Радость захлестнула меня всю. Я целовала матушку: Матушка, миленькая, не отдавай меня пожалуйста.
– Не бойся. Я уже подготовила все документы. Пока ты там была, я тоже не сидела сложа руки. Теперь тебе только придется в их присутствии дать согласие, что я буду тебя опекать. А теперь притихни.
Я замерла, казалось, что даже дышать перестала.
– Давай быстренько пробирайся, а я закрою дыру и обойду кругом.

Проскользнув ужиком на территорию монастыря, я знакомыми путями, не боясь, побежала во всю прыть. Мать-келейница заметила меня первой:
– Ах ты, Слава тебе Боже.
Она позвала молодую послушницу:

– Скажи Агафье, что нашлась. Пусть подаст на колокольне сигнал, что сестры могут возвращаться.
Сбежались все. Окружили, гладят меня, славят Царицу Небесную. Вышла вся переволнованная матушка:
– Все по своим делам, а вы Евдокия и Ирина помойте
Софью и положите её спать. Сестры склонили головы:
– Благословите, матушка.
Она осенила их православным крестным знамением, и

всё снова пошло своим чередом.
Вот такая история.
Потом ещё несколько раз приезжали различные
чиновники, осматривали мою келью. Проверяли условия моего содержания. Крутили носом и все настаивали, что мне здесь не место и нужно вернуться в детдом, т.к. там дети, учителя и врачи. Я мычала как теленок:
– Не, не, не. Не пойду. И вцепившись в матушкин подол, не отходила ни на шаг. Теперь в монастыре я живу на законных основаниях. Ещё и платят какие-то копейки на моё содержание. Матушка их кладет на книжку, но с этими событиями в
стране все деньги пропали.
Ну я пошла. Там уже сестры заждались.
Отпустив рассказчицу, я задумалась. Вот это настрадался ребёнок, а я, здоровая кобыла, всё ною и страдаю, что мне плохо и не так живу, как люди.
Следующая неделя пролетела как один день. В воскресенье все заключенные, кроме наказанных и особенно буйных приводили себя в порядок и тоже готовили какие-то подарки. Каждая приготовила от себя записку. Все ждали эту страдалицу. А её всё не было. Уже и повечерело, пора было идти на вечерний обход, а от ворот ни звука ни стука. Стало понятно, что не придет она сегодня.
Посыпались различные предположения:
– Может, её матушка не благословила сегодня.
– Может, заболела, а может, ей рожи наши не понравились все-таки.
Этот свет, приходивший с воли в темницу всего два раза, сумел обогреть и обнадежить сердца многих разуверившихся в людской добродетели узниц.

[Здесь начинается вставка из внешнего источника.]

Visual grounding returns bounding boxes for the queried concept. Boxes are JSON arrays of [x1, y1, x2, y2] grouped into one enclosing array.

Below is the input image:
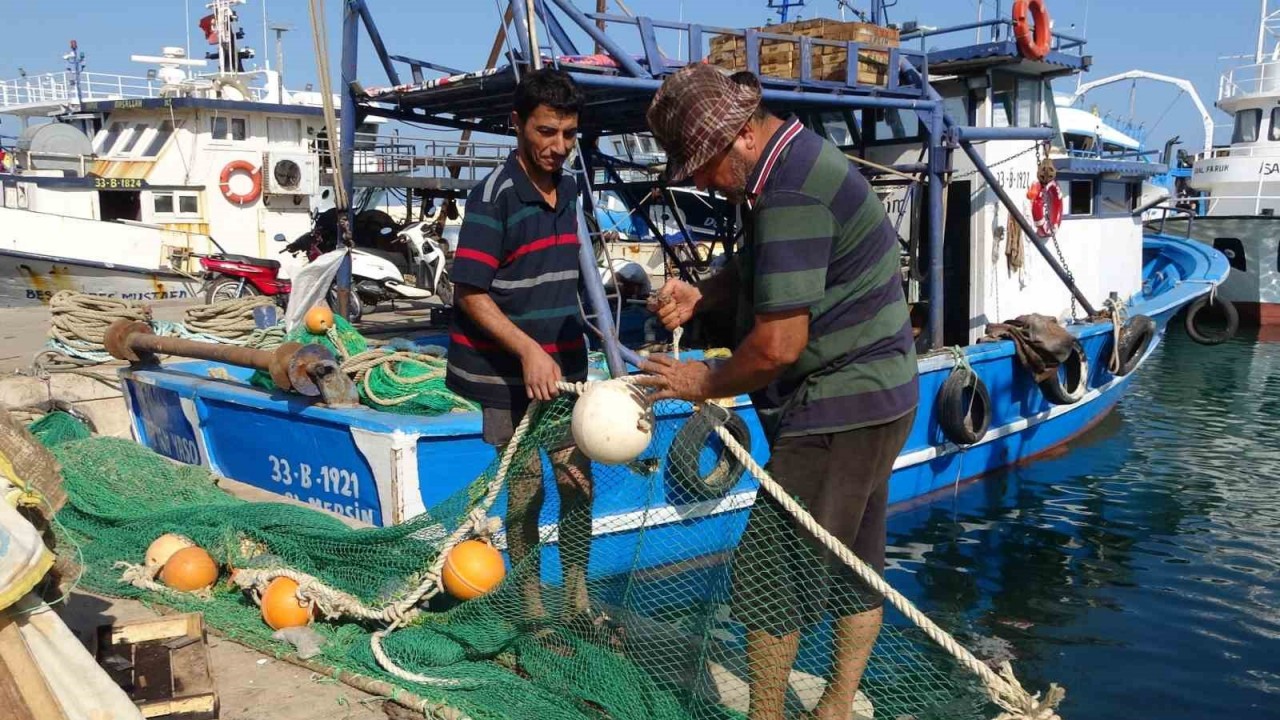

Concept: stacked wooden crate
[[707, 18, 899, 86]]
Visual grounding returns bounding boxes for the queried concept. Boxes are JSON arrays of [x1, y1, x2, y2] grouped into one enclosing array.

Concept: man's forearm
[[457, 286, 541, 357]]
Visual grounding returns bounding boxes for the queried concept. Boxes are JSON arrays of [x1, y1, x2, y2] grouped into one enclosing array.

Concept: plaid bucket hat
[[646, 63, 760, 182]]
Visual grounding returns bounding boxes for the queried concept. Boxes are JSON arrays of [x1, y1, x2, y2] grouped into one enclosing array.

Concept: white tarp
[[284, 249, 347, 332]]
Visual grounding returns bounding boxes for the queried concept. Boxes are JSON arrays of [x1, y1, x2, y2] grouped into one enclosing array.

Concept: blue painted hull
[[122, 237, 1228, 582]]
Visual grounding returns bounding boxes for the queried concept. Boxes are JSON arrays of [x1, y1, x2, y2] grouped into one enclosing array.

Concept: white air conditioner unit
[[262, 152, 319, 195]]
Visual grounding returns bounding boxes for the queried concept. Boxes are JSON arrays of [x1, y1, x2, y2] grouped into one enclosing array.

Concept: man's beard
[[716, 149, 751, 205]]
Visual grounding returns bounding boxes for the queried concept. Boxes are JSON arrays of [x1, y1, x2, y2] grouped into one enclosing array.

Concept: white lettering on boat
[[266, 455, 360, 500]]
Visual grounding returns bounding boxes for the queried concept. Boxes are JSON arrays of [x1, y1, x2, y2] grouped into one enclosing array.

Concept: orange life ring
[[1027, 181, 1062, 237], [1014, 0, 1053, 60], [218, 160, 262, 205]]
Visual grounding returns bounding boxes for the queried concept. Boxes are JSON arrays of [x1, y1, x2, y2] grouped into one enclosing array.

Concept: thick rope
[[716, 425, 1065, 720], [183, 295, 275, 345]]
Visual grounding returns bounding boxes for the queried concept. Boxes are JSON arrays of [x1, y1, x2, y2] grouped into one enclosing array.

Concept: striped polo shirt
[[737, 118, 919, 438], [445, 151, 586, 407]]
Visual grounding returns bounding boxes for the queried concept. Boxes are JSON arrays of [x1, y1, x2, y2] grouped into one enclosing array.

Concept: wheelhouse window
[[93, 123, 125, 155], [1098, 182, 1133, 215], [142, 120, 173, 158], [209, 117, 248, 141], [113, 123, 147, 155], [1231, 108, 1262, 142], [1066, 181, 1093, 215], [151, 192, 200, 220]]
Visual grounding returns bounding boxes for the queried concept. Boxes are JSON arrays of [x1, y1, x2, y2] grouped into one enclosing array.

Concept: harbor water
[[887, 322, 1280, 720]]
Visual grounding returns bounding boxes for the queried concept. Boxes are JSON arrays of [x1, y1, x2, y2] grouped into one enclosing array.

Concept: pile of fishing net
[[40, 399, 995, 720], [250, 315, 479, 415]]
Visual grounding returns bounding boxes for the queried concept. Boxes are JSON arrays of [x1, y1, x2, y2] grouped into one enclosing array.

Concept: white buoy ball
[[572, 379, 653, 465]]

И у меня начала хныкать душа. Прошла ещё одна неделя. Монашка все не приходила, и в зоне всё снова пошло своим чередом. Начались склоки, разборки, суициды и прочие проявления психоза людей, долгое время находящихся в закрытом пространстве. Тут уже не выдержала и я. Однажды, пройдя по камерам с благословения нашего «игумена в пагонах», я объявила, что иду в монастырь, узнать что почем и возьму все их малявы, что они для неё приготовили. Набрался полный пакет бумажек. В среду, в свой законный выходной. Я наглаженная, причесанная, вышла за ворота зоны. Адреса, куда ехать я не знала, но решила, что буду спрашивать и найду как-нибудь. Наверняка люди знают, где у них тут монастырь. Но оказалось, что никто толком ничего рассказать не может. Даже старые бабки удивленно переспрашивали:
– А что, и вправду здесь где-то есть монастырь?
– Есть – раздраженно отвечала я.

Про зону все знают, а про монастырь никто. Пришлось идти в местный участок милиции. Там обычно все всё знают. Ребята хорошие попались, предложили меня ещё и до монастыря подкинуть.
Монастырь от города далеко, в глуши. Рядом заброшенная деревня. Стены монастыря почти целые, видимо, недавно побеленные. Я подошла к калитке и постучала. На той стороне, что-то проговорив скороговоркой о Боге, послышалось скрипение довольно мощного засова, и мне открыли. Всё почти как на зоне, только без вышек и охраны. В узеньком проеме показалась довольно крупная фигура монашки:
– Мир вам приходящий.
– И вам того же.
– Вы по какому делу, сестра?
– Да я к Софье пришла. Она к нам в зону приезжала.

Мы её все ждем, а она больше не приходит. Монахиня заохала, замахала руками:
– Она о вас очень много рассказывала. Проходите, она обрадуется. Я сейчас игуменье скажу, что вы приехали.
Закрыв калитку на засов, женщина почти побежала к маленькому, отдельно стоящему от церкви, зданию. Попросила меня немного подождать и скрылась в домике. Не успев оглядеться, я услышала у себя за спиной знакомый сап…
Собаки. Сердце замерло. Вот тебе и на. Оказывается, здесь тоже псов держат. Боясь шелохнуться, повернулась и увидела двух огромных, как телят, водолазов. Они не отрываясь смотрели на меня. Ну точно монахи, подумала я. И шерсть длинная, и взгляд добрый. Зона, да и только. Разница лишь в том, что здесь добровольно в заточении, а у меня силой держат, ну и законы, конечно, другие.
Ждать пришлось недолго. Вот я и увидела их начальницу. Строга. Очень строга, но, вместе с тем, светлая какая-то, а глазищи-то какие шикарные. Большие, с отражением какой-то внутренней боли. Я таких насмотрелась.
– Здравствуйте. Вы к Софьюшке.
– Да вот, хотела узнать, почему она не приходит уже две недели. Там мои гниды записок понаписывали, подарки ей какие-то приготовили.
– Грех о живых людях не по-Божески отзываться. Всяк человек, Его творение.
– Какое там творение. Вы так говорите, так. Не видели, какие там уроды сидят. Просто, когда в тюрьму стала

приходить ваша монашка, у нас стало намного лучше с дисциплиной и выработка в цехах повысилась.
– Значит не напрасно наша сестра у вас бывала.
– Конечно.

– Если вы хотите её проведать, то пойдемте. Что у вас в пакете?
– Да это дурацкие записки от зэчек. Ваша сестра сказала, что вы можете ответить на их вопросы.
– Хорошо, давайте записки сюда,– и обращаясь, к сестре, добавила – отнесите их на мой рабочий стол, пожалуйста.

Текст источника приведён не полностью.